Finance Minister Mathias Cormann has stressed any tax levy would be temporary. AAP/Alan Porritt

Finance Minister Mathias Cormann today has effectively confirmed the budget will contain a tax levy on high-income earners and appealed to Australians to “trust” the government.

Cormann said the government understood why there was “a level of concern about possible tax measures”.

The budget would be pursuing structural reforms and savings, “but we also recognise that there is a need for an immediate special effort in order to put ourselves into a stronger starting position”, he told a news conference.

Initially the speculation was that the levy would hit those on $80,000 or more; more recently thresholds of $100,000 or $150,000 have been canvassed.

“That special effort needs to be spread fairly and equitably - and the only way you can ensure you do that is by also considering appropriately targeted measures through the tax system so that higher-income earners participate in the additional effort required,” Cormann said.

Cabinet met today to discuss the levy and other aspects of the budget, against the background of strong concern from Coalition backbenchers and a stinging warning from former treasurer Peter Costello about the dangers of imposing the levy, breaking Prime Minister Tony Abbott’s election promise of no tax rise.

Queensland backbencher Teresa Gambaro said the levy would breach the Coalition’s promise and have a devastating impact on the economy and on people’s confidence.

South Australian Liberal Senator Cory Bernardi re-entered the fray about the levy, saying “the ethos of the Liberal Party has always been about lowering taxes”.

Assistant Minister for Infrastructure Jamie Briggs dismissed Costello’s warning, saying the current task “is a lot more difficult than it was in 1996”.

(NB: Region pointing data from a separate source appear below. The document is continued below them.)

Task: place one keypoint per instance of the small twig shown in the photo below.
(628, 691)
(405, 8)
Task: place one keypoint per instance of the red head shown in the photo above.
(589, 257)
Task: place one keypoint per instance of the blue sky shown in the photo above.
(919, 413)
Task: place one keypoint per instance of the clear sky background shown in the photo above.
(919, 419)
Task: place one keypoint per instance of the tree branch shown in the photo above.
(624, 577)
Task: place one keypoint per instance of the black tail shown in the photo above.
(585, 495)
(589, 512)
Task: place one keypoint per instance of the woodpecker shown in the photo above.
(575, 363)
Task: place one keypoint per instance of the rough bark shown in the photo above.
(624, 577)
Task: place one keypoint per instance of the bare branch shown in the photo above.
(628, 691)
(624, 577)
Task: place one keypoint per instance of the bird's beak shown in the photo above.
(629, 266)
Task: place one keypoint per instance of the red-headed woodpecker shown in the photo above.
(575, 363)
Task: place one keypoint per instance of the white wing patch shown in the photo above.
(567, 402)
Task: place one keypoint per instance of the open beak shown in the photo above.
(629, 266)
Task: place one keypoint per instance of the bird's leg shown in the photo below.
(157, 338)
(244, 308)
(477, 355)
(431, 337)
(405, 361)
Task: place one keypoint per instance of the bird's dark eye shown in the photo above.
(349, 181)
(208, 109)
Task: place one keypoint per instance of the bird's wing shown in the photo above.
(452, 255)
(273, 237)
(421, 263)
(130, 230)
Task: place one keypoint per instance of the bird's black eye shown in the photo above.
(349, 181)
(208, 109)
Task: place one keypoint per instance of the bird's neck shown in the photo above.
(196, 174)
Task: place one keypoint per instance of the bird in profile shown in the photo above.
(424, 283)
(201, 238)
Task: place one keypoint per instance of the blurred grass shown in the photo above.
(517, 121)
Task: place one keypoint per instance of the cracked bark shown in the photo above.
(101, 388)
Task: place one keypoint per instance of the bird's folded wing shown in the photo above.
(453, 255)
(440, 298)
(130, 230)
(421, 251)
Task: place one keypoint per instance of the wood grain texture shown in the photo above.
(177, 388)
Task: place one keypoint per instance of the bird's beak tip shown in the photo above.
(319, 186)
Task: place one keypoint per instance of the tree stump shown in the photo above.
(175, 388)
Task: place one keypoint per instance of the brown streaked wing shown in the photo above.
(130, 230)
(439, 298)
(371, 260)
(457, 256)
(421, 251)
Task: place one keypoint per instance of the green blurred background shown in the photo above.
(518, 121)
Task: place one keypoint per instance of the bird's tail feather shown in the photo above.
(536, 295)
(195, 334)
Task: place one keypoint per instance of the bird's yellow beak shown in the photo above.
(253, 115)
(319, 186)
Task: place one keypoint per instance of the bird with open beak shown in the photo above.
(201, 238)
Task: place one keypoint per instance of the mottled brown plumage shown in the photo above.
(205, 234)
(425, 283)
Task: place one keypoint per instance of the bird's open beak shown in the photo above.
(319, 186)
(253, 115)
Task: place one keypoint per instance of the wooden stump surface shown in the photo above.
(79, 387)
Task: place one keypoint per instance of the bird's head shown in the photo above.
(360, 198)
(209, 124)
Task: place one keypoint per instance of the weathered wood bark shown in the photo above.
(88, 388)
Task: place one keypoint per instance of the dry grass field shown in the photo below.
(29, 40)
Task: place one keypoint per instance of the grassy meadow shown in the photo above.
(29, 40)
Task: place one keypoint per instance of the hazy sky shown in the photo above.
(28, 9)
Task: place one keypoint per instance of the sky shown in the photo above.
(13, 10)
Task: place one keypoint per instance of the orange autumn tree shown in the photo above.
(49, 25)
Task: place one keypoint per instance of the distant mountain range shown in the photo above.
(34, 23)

He added: “Former footballers always claim that football was a better standard when they played and thus their comparative performance was always better. At the end of the day we are dealing with the contemporary situation that we were left.”

Cormann quoted from Costello’s 1996 budget speech, in which the then treasurer said that tightening measures had to be “fairly shared” and the (then) government was asking higher-income earners to make a contribution.

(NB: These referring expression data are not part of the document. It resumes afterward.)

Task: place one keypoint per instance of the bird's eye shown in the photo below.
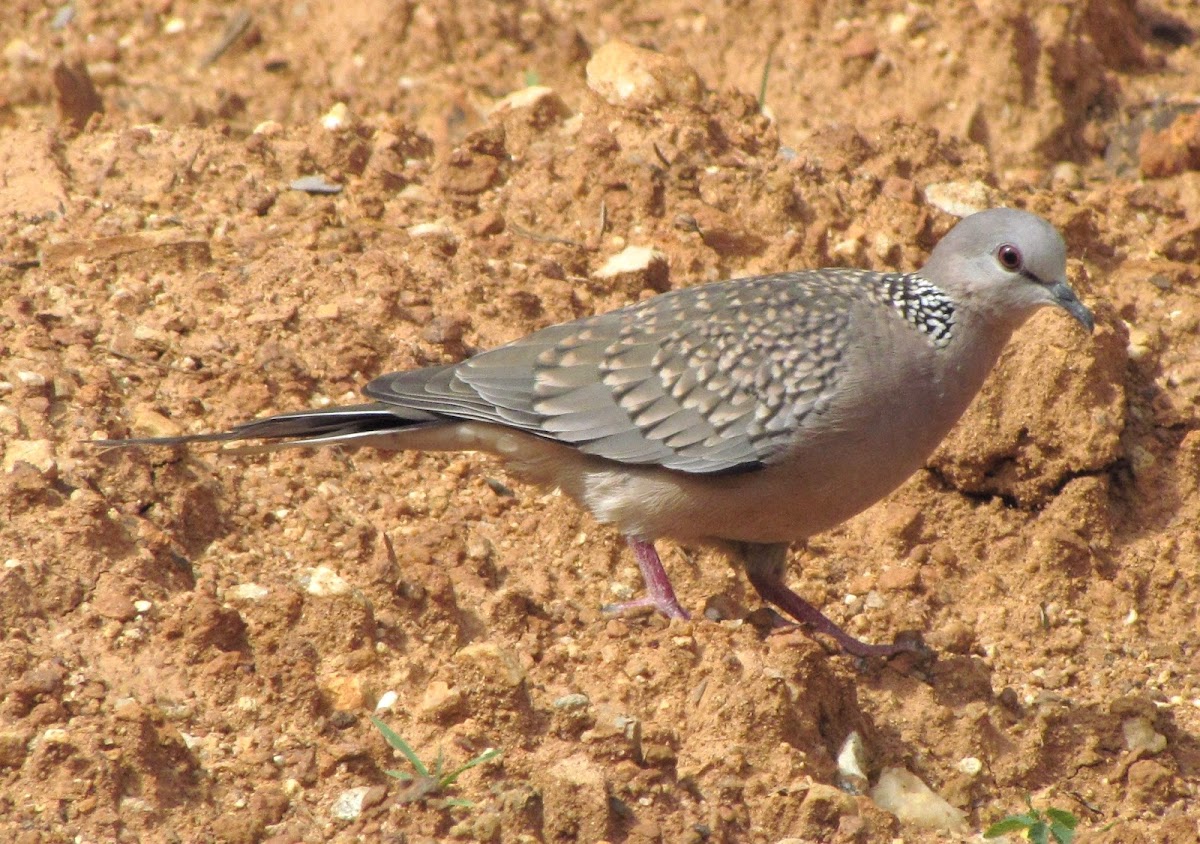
(1009, 257)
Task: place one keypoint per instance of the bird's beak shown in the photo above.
(1066, 299)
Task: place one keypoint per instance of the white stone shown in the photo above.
(904, 795)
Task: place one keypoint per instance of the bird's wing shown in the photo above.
(708, 379)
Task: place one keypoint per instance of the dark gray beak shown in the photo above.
(1067, 300)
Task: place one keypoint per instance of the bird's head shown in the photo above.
(1006, 264)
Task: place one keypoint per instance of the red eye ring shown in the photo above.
(1009, 257)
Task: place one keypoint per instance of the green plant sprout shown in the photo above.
(427, 783)
(1055, 825)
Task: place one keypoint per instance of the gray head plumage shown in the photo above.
(1006, 263)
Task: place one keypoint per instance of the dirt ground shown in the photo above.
(192, 642)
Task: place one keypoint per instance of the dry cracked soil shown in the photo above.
(191, 642)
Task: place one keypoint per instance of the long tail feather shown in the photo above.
(354, 424)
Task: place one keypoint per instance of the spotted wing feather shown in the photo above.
(708, 379)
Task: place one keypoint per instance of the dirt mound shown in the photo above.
(192, 642)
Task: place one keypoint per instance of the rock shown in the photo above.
(909, 798)
(1151, 783)
(1173, 150)
(852, 765)
(822, 808)
(12, 749)
(347, 693)
(493, 663)
(646, 267)
(441, 702)
(324, 582)
(75, 94)
(113, 598)
(349, 804)
(960, 198)
(37, 453)
(639, 78)
(575, 801)
(1140, 736)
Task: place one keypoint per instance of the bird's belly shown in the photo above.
(819, 485)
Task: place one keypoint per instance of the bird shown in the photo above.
(747, 414)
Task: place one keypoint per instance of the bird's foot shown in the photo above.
(773, 590)
(660, 594)
(670, 608)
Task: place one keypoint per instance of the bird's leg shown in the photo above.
(658, 585)
(765, 567)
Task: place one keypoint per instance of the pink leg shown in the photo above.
(660, 594)
(765, 569)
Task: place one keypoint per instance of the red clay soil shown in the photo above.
(192, 642)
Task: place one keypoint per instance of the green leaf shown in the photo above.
(394, 738)
(485, 756)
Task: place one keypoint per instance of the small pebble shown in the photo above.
(315, 184)
(348, 804)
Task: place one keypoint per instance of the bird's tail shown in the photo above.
(349, 425)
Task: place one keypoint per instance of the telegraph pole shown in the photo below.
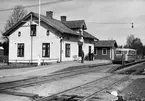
(39, 61)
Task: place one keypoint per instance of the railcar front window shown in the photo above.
(118, 52)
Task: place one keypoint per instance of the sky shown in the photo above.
(105, 19)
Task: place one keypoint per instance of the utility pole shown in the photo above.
(39, 61)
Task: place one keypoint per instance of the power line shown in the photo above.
(42, 4)
(110, 22)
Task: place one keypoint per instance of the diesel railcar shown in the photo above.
(124, 54)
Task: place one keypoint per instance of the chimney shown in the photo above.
(49, 14)
(63, 18)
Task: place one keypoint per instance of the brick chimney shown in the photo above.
(63, 18)
(49, 14)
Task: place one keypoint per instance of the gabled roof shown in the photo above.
(88, 35)
(75, 24)
(52, 22)
(58, 25)
(106, 43)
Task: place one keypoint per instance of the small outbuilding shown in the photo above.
(105, 49)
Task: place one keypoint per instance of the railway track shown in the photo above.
(66, 93)
(47, 78)
(88, 91)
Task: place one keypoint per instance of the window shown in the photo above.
(67, 50)
(45, 49)
(104, 51)
(95, 52)
(19, 34)
(89, 48)
(20, 50)
(80, 50)
(33, 30)
(47, 33)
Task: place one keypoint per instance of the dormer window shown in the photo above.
(19, 34)
(47, 33)
(33, 30)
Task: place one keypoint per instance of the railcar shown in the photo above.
(124, 54)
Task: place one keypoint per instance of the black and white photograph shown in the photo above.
(72, 50)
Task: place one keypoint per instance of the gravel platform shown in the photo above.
(135, 90)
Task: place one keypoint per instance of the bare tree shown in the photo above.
(18, 13)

“Faced with the same challenges back in 1996, Peter Costello made the judgement that we think was right at the time and that we think is right now - that any effort to repair the budget mess left behind by Labor ought to be spread fairly and equitably across the community.”

Costello wrote this week that he regretted imposing the superannuation surcharge on higher-income earners in that budget.

Cormann stressed that the government’s measure would be temporary.

“Any special effort … will truly be temporary,” he said.

Cormann rejected the suggestion that the Prime Minister was not listening to backbench concerns about the budget, saying that Abbott, Treasurer Joe Hockey and cabinet were listening carefully and had made judgements in the national interest.

“What we’d ask people across Australia to do is trust us - that we are doing this for the right reasons.

"We’re not doing any of this for fun,” he said. The government was doing it to build a stronger and more prosperous Australia.

Asked about Gambaro’s and Costello’s argument that a debt tax would be a broken promise that would not deliver much economic gain, Abbott told reporters: “I’m confident that this is a budget that keeps our commitments, but above all else I’m confident that this is a budget that’s fair.

"I’m going to be able to look people in the eye on Tuesday night and on Wednesday morning and beyond and say, we are all in this together, we are all doing our bit,” he said.

“If we are all in it together, if we’re all chipping in something, we can chip away at the disastrous inheritance that the former government left our country.”

Shadow treasurer Chris Bowen said the OECD’s latest economic outlook, which has just been released, “rejects the need for deep and immediate budget cuts.

"The OECD notes that growth in 2014 will remain below trend and that employment remains soft in the near term. Against this backdrop the OECD explicitly warns against deep cuts to the budget.”